BEIJING/TAIPEI (Reuters) - Taiwan will gradually get used to Chinese air force drills that encircle the island, China said on Wednesday, while Taiwan’s premier reiterated the self-ruled island’s desire for peaceful relations with its giant neighbor.

FILE PHOTO - Members of a Taiwanese independence group march with flags around the group of pro-China supporters holding a rally calling peaceful reunification, in Taipei, Taiwan May 14, 2016. REUTERS/Tyrone Siu/File Photo

China considers democratic Taiwan to be its sacred territory and has never renounced the use of force to bring what it views as a wayward province under Chinese control.

It has taken an increasingly hostile stance toward Taiwan since Tsai Ing-wen, from the island’s pro-independence Democratic Progressive Party, won presidential elections last year and has stepped up its rhetoric and military exercises.
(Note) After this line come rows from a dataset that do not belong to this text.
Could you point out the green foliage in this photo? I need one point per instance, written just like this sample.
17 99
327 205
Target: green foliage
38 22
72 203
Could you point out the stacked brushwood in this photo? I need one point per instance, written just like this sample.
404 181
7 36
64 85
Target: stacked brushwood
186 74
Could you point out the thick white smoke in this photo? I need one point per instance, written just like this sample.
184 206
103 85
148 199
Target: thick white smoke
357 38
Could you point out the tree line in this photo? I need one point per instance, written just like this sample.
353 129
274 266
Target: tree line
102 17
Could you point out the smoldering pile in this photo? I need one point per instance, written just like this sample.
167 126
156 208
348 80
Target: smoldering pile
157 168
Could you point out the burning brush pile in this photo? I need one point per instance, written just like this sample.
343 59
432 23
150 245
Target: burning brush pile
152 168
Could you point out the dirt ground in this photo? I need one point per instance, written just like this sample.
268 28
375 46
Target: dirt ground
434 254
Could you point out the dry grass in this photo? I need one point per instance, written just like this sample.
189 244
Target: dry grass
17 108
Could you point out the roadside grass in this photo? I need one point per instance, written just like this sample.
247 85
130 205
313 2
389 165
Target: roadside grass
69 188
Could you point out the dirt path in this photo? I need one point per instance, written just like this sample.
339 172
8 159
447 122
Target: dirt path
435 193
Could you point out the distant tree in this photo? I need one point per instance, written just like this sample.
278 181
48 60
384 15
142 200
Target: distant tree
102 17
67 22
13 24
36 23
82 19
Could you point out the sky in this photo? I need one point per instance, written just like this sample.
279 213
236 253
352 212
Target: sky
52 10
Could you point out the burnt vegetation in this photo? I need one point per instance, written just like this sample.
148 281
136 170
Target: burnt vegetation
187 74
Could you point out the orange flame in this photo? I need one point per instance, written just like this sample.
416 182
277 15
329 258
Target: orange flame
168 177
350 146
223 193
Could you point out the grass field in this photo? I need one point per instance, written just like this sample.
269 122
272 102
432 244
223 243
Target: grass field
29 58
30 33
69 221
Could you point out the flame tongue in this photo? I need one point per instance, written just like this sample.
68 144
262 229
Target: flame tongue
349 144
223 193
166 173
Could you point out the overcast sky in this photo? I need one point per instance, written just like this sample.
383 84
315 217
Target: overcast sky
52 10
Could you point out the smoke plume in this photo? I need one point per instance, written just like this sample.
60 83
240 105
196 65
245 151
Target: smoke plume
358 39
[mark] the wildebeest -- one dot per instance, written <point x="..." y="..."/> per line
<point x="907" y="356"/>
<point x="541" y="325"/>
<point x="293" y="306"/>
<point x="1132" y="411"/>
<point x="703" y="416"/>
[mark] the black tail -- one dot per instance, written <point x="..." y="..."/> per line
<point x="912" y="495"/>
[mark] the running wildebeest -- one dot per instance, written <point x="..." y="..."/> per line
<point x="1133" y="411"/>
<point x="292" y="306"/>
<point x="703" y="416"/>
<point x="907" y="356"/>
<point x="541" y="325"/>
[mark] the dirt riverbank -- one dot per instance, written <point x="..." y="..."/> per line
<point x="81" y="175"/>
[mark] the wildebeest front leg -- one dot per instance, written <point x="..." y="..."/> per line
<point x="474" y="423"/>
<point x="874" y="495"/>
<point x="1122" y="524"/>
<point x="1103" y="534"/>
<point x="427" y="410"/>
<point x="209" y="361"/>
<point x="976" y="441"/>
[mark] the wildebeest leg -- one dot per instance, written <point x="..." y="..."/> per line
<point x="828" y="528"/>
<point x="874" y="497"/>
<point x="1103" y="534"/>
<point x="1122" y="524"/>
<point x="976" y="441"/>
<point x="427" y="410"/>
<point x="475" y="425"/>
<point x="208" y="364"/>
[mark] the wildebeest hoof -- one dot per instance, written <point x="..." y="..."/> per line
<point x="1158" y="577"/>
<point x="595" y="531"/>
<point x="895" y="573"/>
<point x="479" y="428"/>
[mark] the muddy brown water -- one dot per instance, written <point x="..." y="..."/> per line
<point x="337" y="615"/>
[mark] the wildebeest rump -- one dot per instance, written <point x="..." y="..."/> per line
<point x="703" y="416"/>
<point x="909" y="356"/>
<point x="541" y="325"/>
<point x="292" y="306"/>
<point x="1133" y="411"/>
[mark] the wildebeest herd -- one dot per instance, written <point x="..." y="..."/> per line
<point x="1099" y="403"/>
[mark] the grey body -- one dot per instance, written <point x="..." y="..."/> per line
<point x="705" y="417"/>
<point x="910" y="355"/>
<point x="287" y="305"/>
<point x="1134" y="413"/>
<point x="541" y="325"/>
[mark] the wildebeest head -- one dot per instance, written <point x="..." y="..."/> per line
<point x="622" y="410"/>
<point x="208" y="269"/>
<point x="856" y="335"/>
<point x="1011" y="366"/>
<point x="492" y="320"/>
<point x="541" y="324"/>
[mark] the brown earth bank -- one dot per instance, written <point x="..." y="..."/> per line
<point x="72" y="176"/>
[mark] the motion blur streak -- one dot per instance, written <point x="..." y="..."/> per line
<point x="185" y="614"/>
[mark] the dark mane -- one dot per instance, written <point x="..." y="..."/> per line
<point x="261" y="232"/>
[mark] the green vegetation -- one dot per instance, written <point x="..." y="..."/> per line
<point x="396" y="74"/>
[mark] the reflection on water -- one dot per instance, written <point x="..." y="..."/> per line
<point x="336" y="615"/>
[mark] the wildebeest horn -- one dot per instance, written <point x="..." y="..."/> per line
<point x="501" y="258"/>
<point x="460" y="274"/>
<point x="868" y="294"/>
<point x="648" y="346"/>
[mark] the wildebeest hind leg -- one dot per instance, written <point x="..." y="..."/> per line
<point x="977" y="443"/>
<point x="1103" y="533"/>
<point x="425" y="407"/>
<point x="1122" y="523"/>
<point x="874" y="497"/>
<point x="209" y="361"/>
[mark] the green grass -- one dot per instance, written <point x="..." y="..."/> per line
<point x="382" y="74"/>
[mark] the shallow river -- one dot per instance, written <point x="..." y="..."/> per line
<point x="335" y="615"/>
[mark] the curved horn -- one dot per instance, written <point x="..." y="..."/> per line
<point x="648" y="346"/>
Beijing suspects her of pushing for the island’s formal independence, a red line for China. Tsai says she wants peace with China, but also that she will defend Taiwan’s security and way of life.

Chinese state media has given broad coverage to “island encirclement” exercises near Taiwan this month, including showing pictures of Chinese bomber aircraft with what they said was Taiwan’s highest peak, Yushan, visible in the background.

Asked about the continuing drills and the footage released by the air force, China’s policy-making Taiwan Affairs Office said it and the defense ministry had repeatedly described the exercises as routine.

“Everyone will slowly get used it,” spokesman An Fengshan told a routine news briefing, without elaborating.

China’s air force has carried out 16 rounds of exercises close to Taiwan in the past year or so, Taiwan’s defense ministry said in a white paper this week. China’s military threat was growing by the day, it warned.

Proudly democratic Taiwan has shown no interest in being run by autocratic China, and Taiwan’s government has accused Beijing of not understanding democracy when it criticizes Taipei.

Taiwan Premier William Lai told a year-end news conference in Taipei that the United States, Japan and South Korea were all paying close attention to the activities of China’s air force.

Lai said his government would take its lead from the president, who was in charge of relations across the Taiwan Strait.

“Under the president’s leadership the Executive Yuan pushes forward government affairs, stabilizing cross-strait relations toward peaceful development,” Lai said, using the formal name for Taiwan’s cabinet.